Adolescent alcohol exposure increases the risk of developing alcohol use disorders (AUDs), yet the mechanisms responsible for this vulnerability remain largely unknown. One potential target for alcohol-induced changes is the circuitry that modulates negative affect and stress, two sexually dependent drivers of alcohol relapse. The bed nucleus of the stria terminalis (BNST) is a sexually dimorphic region that critically regulates negative affective- and stress-induced relapse. Group I metabotropic glutamate receptors (mGluR) are a target of interest due to their regulation of stress, anxiety behaviors, and BNST plasticity. The current studies investigate sex-dependent sensitivity to the effects of adolescent intermittent ethanol vapor exposure (AIE) on negative affect during acute and protracted alcohol withdrawal and following stress in adulthood. This work also assessed whether BNST group I mGluR-mediated long-term depression (LTD) was disrupted at these timepoints. During acute withdrawal, AIE altered LTD induced by the group I mGluR antagonist DHPG in females, but not males. During adulthood, stress unmasked persistent changes in DHPG-induced LTD and behavior that were not present under basal conditions.
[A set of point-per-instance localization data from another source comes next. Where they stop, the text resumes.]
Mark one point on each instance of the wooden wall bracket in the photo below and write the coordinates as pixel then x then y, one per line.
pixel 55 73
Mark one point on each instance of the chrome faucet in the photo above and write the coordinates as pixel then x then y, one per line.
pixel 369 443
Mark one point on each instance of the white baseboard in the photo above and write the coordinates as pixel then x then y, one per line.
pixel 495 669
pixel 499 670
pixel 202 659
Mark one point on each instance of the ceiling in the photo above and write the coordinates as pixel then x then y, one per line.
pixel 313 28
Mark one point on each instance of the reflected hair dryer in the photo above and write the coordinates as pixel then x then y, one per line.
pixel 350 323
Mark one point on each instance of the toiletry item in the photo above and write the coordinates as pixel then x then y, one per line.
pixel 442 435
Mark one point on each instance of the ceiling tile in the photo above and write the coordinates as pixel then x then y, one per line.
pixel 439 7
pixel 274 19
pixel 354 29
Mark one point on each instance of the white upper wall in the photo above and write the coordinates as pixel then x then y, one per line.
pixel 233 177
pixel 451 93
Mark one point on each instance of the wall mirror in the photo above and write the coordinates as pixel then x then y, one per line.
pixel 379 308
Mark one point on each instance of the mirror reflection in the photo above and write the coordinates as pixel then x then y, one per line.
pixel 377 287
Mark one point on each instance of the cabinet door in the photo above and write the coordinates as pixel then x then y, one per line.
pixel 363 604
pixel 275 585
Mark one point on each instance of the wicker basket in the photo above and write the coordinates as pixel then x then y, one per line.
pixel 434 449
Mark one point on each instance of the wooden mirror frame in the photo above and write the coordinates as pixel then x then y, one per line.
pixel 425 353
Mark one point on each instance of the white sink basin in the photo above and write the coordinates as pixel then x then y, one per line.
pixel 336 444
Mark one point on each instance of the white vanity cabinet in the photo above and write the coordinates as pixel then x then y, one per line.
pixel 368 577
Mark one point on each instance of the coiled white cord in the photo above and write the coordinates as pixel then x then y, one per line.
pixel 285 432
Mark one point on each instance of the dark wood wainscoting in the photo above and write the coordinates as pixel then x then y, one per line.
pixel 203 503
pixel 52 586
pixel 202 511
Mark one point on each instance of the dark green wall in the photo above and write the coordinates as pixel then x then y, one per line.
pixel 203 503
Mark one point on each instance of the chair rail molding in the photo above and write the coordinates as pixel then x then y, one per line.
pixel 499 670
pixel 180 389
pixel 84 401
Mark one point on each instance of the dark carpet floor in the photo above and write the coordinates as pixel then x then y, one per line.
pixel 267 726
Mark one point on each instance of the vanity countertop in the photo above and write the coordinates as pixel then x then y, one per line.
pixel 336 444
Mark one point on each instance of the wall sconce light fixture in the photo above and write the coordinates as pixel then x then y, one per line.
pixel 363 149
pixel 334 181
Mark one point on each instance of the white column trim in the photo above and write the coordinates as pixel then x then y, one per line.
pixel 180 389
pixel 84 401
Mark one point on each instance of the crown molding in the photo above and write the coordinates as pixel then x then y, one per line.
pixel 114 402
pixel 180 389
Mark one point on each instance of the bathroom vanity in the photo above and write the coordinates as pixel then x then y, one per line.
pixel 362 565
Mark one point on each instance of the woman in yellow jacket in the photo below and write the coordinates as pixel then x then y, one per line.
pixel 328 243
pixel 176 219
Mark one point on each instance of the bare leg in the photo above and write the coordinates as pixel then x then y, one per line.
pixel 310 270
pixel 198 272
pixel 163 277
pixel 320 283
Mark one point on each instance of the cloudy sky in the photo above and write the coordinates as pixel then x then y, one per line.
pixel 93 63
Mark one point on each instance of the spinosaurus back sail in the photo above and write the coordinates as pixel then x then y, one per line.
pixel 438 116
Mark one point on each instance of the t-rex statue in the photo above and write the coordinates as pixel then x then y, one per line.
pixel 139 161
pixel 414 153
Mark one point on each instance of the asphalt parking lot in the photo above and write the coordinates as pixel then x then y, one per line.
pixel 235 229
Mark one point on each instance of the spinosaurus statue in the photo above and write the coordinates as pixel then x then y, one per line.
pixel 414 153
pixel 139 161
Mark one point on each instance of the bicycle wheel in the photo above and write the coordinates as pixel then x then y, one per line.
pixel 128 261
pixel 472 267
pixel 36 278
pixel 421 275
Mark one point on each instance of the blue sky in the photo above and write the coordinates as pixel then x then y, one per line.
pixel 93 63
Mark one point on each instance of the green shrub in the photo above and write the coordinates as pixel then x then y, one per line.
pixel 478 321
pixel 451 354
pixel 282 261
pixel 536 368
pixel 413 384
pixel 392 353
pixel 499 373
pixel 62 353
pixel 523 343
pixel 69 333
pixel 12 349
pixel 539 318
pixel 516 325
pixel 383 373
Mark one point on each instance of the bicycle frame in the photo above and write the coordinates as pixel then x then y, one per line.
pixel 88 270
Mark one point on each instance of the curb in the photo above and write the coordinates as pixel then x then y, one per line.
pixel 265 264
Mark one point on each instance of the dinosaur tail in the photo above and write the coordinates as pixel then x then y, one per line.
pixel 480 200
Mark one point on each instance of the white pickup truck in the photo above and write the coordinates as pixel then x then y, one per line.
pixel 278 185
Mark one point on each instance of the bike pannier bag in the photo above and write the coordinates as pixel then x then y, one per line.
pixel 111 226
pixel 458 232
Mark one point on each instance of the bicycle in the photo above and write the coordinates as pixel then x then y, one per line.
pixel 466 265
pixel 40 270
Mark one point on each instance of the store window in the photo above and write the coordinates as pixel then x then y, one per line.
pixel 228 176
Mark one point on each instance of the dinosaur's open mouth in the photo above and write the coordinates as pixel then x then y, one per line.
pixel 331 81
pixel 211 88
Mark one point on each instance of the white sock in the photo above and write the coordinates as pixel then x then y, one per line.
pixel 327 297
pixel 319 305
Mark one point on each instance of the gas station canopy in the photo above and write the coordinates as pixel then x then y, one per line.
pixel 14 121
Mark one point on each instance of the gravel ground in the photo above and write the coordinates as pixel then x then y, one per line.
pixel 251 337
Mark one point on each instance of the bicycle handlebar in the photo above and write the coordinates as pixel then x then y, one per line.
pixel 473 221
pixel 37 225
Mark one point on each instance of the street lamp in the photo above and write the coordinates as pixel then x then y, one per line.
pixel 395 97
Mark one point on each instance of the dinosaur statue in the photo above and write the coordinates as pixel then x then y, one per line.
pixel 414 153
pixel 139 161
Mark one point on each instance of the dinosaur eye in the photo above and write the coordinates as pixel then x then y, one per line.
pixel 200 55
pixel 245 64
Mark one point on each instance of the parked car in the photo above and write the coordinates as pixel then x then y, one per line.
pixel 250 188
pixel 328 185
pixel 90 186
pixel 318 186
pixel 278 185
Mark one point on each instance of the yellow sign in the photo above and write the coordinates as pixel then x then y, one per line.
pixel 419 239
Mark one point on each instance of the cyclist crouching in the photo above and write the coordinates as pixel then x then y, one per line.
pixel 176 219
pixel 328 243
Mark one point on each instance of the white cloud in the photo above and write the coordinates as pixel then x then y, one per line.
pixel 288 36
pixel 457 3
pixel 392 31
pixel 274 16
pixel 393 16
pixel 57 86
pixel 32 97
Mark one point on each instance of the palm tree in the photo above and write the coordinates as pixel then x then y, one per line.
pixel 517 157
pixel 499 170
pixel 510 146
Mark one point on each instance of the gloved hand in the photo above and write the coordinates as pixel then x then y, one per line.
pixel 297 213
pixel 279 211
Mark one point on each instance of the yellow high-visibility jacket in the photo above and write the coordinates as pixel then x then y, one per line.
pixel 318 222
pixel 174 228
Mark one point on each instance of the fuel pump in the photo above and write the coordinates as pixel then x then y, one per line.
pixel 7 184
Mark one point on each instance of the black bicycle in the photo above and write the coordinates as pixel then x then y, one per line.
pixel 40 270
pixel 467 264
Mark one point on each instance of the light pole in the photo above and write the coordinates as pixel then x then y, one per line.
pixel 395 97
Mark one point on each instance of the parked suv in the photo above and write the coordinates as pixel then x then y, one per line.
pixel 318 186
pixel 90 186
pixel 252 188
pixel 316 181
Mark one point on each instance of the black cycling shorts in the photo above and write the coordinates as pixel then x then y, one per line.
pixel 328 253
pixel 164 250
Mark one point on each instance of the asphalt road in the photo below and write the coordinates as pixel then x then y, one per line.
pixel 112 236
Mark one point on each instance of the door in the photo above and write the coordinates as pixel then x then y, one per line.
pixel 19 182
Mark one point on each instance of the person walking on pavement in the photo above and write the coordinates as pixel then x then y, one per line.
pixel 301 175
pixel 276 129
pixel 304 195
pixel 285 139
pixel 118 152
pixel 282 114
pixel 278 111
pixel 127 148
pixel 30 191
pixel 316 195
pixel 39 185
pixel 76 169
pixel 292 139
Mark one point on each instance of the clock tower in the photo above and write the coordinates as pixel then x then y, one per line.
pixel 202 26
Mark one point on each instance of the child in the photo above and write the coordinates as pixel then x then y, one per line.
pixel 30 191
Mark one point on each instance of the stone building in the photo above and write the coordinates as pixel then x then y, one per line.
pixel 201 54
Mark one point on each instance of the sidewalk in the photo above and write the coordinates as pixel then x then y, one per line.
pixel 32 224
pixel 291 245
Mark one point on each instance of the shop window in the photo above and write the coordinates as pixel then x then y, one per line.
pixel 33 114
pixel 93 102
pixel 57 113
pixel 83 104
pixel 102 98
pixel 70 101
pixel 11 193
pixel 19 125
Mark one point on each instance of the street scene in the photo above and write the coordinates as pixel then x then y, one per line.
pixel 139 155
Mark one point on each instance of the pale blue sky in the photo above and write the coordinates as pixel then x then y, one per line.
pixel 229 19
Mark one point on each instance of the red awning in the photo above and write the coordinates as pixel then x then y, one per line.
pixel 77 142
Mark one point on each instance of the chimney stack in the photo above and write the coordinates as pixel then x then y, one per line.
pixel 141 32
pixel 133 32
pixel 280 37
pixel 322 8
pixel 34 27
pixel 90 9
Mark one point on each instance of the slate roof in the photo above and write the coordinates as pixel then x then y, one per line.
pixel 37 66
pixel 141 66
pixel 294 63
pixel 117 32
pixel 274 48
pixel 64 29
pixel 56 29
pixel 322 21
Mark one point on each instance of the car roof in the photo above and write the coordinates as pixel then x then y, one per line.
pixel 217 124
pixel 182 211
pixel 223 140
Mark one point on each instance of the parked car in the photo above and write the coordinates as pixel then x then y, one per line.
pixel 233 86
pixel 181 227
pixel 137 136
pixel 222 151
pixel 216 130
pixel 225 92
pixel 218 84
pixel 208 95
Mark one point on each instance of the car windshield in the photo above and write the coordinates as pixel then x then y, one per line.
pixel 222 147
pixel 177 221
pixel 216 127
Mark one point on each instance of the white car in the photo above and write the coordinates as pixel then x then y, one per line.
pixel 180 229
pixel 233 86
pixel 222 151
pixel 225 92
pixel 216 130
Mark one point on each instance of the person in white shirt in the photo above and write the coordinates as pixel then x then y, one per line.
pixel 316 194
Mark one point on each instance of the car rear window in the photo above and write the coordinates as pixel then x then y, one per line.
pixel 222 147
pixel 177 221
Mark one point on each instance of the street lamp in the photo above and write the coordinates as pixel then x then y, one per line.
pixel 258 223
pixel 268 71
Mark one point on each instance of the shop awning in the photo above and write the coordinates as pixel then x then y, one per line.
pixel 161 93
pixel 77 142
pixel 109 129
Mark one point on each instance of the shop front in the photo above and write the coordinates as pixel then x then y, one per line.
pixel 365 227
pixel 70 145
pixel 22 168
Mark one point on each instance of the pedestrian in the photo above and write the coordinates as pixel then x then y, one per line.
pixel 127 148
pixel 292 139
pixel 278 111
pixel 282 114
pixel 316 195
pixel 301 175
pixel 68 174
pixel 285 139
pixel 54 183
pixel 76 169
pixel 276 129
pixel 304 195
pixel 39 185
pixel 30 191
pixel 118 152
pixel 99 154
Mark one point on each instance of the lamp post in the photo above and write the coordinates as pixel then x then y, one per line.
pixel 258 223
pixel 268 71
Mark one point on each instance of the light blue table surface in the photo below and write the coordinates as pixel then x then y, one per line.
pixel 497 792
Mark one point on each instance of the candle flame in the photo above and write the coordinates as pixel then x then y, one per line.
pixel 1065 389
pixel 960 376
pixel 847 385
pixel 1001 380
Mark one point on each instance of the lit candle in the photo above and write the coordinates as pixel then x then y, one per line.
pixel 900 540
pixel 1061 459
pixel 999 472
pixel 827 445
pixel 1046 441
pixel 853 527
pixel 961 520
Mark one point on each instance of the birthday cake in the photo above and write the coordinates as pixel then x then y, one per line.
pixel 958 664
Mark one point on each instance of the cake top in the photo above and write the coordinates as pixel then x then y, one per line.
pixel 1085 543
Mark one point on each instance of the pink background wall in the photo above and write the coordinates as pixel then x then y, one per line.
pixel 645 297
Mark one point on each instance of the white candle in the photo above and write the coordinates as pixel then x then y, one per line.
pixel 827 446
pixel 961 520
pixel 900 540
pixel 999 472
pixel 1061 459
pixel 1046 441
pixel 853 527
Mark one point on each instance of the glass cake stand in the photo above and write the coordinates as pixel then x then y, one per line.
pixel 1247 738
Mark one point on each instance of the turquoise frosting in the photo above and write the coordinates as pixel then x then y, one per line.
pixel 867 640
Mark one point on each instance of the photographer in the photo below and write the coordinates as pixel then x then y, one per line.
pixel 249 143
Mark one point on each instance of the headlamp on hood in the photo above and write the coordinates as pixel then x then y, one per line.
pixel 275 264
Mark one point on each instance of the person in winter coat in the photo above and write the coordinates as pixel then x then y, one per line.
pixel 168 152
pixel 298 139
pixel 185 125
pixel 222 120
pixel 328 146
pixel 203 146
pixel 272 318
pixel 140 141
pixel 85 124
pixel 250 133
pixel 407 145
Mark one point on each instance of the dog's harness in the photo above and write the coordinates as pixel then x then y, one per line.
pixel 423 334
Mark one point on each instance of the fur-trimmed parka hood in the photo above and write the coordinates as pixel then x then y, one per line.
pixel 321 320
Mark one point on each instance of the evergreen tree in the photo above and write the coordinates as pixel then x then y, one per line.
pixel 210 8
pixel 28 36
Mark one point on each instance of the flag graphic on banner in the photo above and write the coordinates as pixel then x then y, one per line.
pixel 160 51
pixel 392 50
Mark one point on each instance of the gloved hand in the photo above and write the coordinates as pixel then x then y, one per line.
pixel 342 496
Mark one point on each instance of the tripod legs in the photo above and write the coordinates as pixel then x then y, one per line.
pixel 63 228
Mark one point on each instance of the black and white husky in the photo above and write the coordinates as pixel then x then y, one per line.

Females with an AIE history demonstrated enhanced negative affective-like behavior in the novelty-induced hypophagia test following restraint stress-a phenotype that could be blocked with systemic mGluR5 allosteric antagonism via MTEP. Conversely, males with an AIE history demonstrated elevated freezing in a contextual fear conditioning paradigm. These studies demonstrate long-lasting, sex-dependent phenotypes produced by AIE and suggest pharmaceutical interventions for alcohol use and comorbid disorders may be more effective if designed with sex differences in mind.